At nearly 80, Di Donato continues his cultural criticism in a daring new project called “The American Gospels.” What appears here is the first published excerpt of his latest work. From Dantesque terza rima, to Joycean stream of consciousness, to biblical prose, the entire work is a testament to intertextual complexity of this thoroughly postmodern effort. In his own, unique way, “The American Gospels” is the author’s presentation of the search for truth and justice. Yet unpublished, “The Gospels” comes fifty years after his classic Christ in Concrete, and demonstrates the continuation of Di Donato’s life long commitment to social criticism through story.

It is my hope that these selections will give the reader an insight into the historical evolution of Di Donato’s consciousness as a writer: from self-absorption to immersion into “other,” from private to public life, from what Giambattista Vico would call the “poetic” vero narratio to “philosophic” prose. In essence, what we have with his latest work, is a literary example of Vico’s notion of ricorso presented by a true poet-philosopher.
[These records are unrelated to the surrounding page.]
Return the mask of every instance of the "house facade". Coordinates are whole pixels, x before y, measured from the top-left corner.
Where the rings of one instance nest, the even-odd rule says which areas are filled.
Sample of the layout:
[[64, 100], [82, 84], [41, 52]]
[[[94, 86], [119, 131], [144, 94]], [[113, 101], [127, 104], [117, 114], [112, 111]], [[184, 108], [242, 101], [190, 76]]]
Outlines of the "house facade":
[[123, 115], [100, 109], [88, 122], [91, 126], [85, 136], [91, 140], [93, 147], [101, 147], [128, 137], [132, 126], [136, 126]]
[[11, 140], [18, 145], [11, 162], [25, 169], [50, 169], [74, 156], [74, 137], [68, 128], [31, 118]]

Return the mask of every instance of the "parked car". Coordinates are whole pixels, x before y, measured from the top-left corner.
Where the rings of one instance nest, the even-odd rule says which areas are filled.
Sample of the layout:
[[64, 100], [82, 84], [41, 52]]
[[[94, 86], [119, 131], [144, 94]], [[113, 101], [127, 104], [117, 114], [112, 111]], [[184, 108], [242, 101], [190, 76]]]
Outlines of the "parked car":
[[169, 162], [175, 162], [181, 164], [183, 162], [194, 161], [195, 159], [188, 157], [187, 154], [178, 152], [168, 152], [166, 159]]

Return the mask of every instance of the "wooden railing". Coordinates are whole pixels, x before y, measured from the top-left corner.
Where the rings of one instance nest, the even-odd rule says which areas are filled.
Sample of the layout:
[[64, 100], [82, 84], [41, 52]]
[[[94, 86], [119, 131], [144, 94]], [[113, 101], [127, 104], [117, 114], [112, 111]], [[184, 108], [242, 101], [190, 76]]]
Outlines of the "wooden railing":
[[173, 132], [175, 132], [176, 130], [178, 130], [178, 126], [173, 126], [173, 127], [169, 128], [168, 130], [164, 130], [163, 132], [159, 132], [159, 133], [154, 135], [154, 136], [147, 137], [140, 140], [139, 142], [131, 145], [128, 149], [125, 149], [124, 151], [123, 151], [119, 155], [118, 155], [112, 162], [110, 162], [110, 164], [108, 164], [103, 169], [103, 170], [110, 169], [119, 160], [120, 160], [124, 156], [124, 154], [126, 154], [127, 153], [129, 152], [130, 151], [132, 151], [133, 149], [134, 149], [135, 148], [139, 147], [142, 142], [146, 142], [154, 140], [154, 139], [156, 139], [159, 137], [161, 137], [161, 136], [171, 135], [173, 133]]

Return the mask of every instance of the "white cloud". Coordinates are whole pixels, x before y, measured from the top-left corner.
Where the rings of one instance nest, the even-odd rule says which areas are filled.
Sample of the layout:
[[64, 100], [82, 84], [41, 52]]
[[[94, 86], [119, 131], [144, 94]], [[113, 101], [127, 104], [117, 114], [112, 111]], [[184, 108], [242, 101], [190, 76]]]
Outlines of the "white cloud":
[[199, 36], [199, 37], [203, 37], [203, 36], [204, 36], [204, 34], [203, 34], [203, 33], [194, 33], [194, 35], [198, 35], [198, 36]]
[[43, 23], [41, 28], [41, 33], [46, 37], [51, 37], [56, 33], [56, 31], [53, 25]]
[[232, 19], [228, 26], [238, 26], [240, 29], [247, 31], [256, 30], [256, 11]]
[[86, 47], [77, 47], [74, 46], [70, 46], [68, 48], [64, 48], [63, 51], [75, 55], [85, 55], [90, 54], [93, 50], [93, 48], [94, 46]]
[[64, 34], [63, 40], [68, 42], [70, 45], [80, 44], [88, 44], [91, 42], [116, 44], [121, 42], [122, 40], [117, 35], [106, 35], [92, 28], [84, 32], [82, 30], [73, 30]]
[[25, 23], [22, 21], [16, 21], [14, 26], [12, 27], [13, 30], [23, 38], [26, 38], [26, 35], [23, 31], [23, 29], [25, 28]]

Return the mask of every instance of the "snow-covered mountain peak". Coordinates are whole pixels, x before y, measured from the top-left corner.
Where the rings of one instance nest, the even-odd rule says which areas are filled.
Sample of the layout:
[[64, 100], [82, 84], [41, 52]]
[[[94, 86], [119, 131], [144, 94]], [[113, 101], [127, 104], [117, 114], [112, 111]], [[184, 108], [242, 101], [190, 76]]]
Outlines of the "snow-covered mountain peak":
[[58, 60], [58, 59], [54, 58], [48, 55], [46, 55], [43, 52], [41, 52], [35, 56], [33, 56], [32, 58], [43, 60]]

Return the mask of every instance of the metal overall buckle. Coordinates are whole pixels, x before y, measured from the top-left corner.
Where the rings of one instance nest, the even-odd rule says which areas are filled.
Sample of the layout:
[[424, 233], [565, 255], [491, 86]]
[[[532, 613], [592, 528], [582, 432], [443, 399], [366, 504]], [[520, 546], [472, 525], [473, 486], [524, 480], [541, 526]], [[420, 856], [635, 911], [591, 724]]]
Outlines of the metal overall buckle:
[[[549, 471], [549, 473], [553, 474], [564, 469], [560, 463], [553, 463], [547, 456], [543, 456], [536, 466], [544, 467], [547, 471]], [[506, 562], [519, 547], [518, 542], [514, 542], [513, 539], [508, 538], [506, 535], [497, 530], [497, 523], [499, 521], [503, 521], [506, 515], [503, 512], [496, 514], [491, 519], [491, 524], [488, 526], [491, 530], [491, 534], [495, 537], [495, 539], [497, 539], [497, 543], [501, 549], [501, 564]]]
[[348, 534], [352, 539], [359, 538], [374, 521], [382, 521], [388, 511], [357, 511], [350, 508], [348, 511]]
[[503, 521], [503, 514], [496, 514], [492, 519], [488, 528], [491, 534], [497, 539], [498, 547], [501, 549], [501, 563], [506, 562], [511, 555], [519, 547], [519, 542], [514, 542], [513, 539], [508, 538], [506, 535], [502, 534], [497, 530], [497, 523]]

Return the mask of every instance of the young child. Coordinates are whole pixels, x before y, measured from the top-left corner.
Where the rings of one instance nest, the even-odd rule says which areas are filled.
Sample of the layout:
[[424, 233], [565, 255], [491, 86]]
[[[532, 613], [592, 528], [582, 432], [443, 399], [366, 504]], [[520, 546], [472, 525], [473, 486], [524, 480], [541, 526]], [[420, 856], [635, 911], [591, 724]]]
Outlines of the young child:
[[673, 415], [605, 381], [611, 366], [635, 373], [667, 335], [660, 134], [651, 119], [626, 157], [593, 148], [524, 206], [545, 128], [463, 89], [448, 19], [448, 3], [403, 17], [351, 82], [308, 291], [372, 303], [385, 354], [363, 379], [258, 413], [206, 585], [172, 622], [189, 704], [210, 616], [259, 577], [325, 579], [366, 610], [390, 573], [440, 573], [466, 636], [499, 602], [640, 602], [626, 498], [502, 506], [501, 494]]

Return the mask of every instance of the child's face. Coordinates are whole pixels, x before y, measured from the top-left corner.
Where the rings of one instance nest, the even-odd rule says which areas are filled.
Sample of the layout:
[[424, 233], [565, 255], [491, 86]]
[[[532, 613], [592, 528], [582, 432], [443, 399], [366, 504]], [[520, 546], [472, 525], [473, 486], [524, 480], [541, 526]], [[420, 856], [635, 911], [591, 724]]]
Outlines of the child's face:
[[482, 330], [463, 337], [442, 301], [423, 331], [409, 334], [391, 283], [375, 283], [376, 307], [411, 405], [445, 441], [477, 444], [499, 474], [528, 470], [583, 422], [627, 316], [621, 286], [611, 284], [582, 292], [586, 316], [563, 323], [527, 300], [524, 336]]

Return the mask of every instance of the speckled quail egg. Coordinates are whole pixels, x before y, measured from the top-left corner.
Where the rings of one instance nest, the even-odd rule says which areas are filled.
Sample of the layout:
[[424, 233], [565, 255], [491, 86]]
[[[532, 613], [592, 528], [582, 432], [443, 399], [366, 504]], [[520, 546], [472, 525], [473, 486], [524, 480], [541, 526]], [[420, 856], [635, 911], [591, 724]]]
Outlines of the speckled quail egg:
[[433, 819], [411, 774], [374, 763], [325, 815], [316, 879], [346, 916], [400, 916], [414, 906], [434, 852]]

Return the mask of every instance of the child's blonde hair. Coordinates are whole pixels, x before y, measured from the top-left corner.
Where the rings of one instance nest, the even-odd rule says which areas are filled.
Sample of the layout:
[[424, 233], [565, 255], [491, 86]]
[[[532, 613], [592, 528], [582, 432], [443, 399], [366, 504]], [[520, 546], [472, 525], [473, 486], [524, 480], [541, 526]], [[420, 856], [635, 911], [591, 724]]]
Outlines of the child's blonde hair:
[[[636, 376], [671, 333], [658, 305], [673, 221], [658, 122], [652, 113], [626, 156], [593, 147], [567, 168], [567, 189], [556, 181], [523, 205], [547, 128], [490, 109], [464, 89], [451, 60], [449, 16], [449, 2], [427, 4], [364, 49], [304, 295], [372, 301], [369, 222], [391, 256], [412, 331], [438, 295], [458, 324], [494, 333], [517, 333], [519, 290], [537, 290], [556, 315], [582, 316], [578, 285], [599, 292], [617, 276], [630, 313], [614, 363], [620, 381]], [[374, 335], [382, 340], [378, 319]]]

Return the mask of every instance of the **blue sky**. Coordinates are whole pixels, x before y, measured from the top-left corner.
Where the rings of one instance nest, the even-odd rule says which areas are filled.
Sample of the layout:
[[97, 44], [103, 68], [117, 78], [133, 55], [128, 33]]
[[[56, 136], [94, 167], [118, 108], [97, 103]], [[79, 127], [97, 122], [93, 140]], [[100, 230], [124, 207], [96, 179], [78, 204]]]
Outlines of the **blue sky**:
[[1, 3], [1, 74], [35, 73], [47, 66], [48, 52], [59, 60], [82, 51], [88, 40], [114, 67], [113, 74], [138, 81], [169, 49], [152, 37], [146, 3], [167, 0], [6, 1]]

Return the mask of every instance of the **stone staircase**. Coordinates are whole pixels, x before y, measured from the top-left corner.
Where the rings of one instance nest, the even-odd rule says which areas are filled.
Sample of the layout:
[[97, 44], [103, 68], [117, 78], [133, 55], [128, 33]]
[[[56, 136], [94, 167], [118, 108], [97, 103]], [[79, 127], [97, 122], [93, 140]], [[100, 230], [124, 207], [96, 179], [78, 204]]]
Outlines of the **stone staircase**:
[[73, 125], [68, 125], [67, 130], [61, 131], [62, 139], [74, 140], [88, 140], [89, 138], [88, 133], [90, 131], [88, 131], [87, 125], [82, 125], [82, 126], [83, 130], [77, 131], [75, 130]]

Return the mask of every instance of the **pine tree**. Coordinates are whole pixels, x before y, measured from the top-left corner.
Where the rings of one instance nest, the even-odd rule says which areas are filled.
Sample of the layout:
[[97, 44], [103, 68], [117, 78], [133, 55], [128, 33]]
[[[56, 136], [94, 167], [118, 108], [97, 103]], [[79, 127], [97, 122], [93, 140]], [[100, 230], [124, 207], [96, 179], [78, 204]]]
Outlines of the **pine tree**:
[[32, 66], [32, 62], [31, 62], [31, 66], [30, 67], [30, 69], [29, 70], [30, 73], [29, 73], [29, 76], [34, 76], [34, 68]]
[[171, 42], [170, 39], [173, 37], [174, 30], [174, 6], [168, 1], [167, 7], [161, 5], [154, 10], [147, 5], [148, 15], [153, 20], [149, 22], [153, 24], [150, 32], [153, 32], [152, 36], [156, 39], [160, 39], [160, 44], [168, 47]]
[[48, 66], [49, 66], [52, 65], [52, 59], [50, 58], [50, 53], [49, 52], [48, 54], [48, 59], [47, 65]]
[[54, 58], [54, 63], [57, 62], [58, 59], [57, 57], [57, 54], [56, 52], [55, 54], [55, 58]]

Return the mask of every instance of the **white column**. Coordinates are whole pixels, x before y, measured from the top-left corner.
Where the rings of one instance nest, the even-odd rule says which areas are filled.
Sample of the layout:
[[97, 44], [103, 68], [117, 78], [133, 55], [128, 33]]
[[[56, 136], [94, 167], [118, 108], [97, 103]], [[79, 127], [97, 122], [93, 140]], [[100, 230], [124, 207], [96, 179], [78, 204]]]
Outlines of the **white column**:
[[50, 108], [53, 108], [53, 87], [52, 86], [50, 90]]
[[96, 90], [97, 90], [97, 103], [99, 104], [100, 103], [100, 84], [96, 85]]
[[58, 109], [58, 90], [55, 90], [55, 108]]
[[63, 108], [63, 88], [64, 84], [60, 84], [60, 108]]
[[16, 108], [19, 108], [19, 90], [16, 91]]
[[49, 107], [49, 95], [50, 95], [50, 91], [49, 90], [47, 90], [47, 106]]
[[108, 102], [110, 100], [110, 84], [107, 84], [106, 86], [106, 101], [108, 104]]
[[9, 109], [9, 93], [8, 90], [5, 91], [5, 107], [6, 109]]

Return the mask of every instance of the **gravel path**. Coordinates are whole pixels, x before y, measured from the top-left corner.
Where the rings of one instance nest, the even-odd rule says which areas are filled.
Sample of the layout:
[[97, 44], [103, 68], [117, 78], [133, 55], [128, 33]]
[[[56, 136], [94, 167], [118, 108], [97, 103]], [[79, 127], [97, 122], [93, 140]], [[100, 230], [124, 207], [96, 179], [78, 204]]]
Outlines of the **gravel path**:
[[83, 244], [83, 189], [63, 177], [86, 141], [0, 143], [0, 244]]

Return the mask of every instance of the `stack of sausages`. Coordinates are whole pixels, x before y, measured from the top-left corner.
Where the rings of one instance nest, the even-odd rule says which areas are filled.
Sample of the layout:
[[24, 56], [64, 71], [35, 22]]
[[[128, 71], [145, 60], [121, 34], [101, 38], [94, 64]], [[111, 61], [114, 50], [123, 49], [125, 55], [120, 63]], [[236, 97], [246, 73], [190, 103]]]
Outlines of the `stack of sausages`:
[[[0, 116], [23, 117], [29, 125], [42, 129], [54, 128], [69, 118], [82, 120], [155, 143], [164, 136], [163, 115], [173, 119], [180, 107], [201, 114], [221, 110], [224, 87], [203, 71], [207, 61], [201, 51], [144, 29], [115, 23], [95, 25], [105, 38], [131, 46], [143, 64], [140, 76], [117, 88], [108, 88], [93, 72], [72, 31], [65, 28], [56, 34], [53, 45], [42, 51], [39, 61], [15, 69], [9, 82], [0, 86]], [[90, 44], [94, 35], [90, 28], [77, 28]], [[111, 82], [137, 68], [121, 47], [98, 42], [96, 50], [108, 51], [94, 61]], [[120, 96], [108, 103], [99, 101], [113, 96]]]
Following these selections are three very different essays. Tom Johnson’s “Pietro Di Donato: il professore dei lavoratori,” presents, through interviews, the man in contrast to his works. In “ ‘Flesh and Soul:’ Religion in Di Donato’s Naked Author,” Anthony D. Cavaluzzi explores, in a more scholarly fashion, the central duality of the sacred and profane, the physical and the spiritual, that surface and submerge throughout the author’s various publications. Finally, Art Casciato’s “The Bricklayer as Bricoleur: Pietro Di Donato and the Cultural Politics of the Popular Front” focuses our attention on Di Donato’s presence as a radical, working class-ethnic writer during a pivotal period in which much of the American intellectual left was scrambling for cover through variations of political correctness, reversing its movement from radical left to democratic middle-of-the-road liberalism. Casciato’s analysis of the attempted revisions of “Pete the Red’s” short speech to the 1939 Third American Writers Congress, here published for the first time, exposes the tension between the emerging working-class writers and the established liberal middle-class writers during the period of the Popular Front.

We offer these essays and the reprinted excerpts of Di Donato’s earlier works to provide a context by which to view his new writing in “The Gospels.” This entire section is also offered in appreciation of and as testament to the vitality of one writer’s efforts to present a view of American life and history from an Italian/American perspective.